Long before the idea for Isla Rising came to me, before it was even a twinkle in my eye, I spent some days in Edinburgh. It was the time of the Festival and the place was buzzing. Not mentioning, no, not in the smallest way, the way prices sky-rocketed, it was a wonderful experience. There were fresh new plays, along with some old classics, it was one of Chekhov’s I think. Lots of comedy shows and the wonderful Edinburg Book Fair where I spent some happy time browsing and listening. But the wonderfulness of the Festival really depends on the character of the city. Perth in. Western Australia also has its Perth Festival and the whole atmosphere and run of events are very Perthish, if I can put it that way. Each city may have a host of similar cultural events and in each place they have a different feel.

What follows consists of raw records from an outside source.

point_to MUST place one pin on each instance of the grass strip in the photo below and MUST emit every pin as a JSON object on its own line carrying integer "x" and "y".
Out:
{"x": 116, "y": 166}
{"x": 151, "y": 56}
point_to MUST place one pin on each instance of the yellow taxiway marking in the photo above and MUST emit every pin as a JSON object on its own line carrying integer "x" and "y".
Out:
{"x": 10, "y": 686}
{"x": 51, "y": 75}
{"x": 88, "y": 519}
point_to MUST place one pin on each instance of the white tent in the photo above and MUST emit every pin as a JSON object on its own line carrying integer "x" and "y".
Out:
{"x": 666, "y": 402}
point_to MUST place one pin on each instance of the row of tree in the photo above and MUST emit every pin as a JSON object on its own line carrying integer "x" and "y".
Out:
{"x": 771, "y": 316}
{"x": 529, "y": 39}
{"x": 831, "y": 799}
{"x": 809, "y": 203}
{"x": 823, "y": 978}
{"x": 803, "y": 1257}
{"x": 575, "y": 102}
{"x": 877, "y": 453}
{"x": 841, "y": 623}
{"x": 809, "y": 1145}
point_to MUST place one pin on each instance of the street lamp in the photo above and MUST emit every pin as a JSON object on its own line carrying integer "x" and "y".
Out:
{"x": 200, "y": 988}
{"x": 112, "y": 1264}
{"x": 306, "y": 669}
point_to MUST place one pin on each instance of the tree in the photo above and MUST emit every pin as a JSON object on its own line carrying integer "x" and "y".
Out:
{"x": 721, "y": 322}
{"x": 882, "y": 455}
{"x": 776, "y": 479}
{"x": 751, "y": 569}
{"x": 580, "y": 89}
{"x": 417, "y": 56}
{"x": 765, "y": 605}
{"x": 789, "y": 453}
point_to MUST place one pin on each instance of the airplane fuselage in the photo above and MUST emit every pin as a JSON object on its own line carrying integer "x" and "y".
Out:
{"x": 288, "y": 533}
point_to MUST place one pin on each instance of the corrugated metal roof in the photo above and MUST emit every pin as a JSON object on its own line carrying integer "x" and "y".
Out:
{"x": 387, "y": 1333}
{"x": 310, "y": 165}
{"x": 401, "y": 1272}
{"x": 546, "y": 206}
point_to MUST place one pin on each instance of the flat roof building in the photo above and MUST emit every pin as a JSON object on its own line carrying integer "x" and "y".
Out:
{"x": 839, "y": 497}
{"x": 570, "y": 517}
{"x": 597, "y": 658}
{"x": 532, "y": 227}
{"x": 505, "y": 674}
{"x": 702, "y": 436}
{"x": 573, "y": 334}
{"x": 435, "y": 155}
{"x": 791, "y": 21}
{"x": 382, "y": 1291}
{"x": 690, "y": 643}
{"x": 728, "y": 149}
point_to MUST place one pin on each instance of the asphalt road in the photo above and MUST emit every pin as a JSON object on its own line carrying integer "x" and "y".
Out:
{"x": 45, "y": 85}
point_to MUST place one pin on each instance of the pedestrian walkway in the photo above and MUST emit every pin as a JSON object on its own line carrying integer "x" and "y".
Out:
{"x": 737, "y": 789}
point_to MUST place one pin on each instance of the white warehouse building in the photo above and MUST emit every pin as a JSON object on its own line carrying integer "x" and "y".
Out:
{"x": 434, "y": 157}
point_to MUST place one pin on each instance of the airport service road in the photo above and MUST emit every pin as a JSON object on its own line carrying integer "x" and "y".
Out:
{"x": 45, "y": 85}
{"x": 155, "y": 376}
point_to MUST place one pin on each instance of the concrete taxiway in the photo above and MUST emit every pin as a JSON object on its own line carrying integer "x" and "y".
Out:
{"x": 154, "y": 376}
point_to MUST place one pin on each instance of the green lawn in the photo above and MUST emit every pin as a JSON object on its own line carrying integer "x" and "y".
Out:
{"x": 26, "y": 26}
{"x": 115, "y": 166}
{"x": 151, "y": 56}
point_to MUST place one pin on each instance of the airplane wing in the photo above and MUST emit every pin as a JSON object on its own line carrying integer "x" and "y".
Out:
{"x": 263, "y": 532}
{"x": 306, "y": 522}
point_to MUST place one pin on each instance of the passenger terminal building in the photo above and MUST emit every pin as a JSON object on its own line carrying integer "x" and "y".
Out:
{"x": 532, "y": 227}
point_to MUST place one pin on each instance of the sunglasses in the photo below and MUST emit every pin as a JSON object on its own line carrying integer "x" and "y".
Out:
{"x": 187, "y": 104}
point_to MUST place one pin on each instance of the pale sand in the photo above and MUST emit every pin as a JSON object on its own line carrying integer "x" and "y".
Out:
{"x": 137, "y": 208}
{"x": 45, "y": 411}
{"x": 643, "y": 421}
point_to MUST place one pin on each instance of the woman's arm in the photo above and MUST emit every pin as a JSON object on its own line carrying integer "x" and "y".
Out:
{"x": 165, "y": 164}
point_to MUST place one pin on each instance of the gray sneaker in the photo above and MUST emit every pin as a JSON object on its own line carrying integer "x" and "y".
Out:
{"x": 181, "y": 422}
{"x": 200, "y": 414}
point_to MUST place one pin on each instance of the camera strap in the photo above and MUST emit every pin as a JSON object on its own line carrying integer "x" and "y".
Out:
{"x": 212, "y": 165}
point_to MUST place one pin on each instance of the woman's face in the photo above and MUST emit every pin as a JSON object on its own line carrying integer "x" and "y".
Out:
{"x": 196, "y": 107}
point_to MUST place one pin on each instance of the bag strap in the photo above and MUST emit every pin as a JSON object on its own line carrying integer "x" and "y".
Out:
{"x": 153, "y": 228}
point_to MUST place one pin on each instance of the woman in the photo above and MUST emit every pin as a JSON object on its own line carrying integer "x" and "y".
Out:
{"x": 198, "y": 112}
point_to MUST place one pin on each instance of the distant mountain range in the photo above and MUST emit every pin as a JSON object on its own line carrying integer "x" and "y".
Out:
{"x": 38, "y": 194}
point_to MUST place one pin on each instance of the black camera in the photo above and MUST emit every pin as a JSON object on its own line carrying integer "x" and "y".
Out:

So for me the best thing about the Edinburgh Festival was Edinburgh, and if you have read my book you may have picked up that I like the place. I like its gloomy grey stone walls, its cobbled streets and its window boxes of geraniums. It’s the Old City I’m talking about, not the modern additions and suburbs. Climbing the steep Royal Mile I could easily imagine Kings and Queens riding up the Castle at the top; I could imagine the intrigue and the egos involved, the moves and countermoves. The shop fronts had been left old and crooked even if inside they’d been modernised. Inside one door was a small museum that celebrated the famous writers that came from Edinburgh, including Sir Walter Scot, Kenneth Graham, and Sir Arthur Conan Doyle to name but three. Today you find writers such as Alexander McCall Smith and Ian Rankin strolling around town, dreaming up plots. But for me the most wonderful writer is Robert Louis Stevenson, author of Treasure Island, Kidnapped, The Black Arrow, and The Strange Story of Dr Jekyll and Mr Hyde, as well as one of my favourite childhood books, A Child’s Garden of Verses. Stevenson made Scotland live for me, as in smelling the heather, hearing the pipes, knowing the people and I had always wanted to visit there. I visited other places is Scotland, notably Perth, but Edinburgh remains my favourite.

As well as the deep sense of history that seems to come upward from the stones of the place, Edinburgh is also spooky, otherworldly, misty and imbued with feelings of something there that is more that the eyes can see. And then it is Gaelic. Words have a lilt and a tone, a definite feel of the different, at least for this English-speaker. English doesn’t have that musical lilt that the Gaelic provides, and that makes the language resonantly beautiful.

Now that Covid has receded into the unhappy past, I hope to visit this city again, and to find some inspiration for further writing. If Edinburgh was a bowl of water I would be a sponge. If you ever have the chance, do visit this beautiful Scottish city.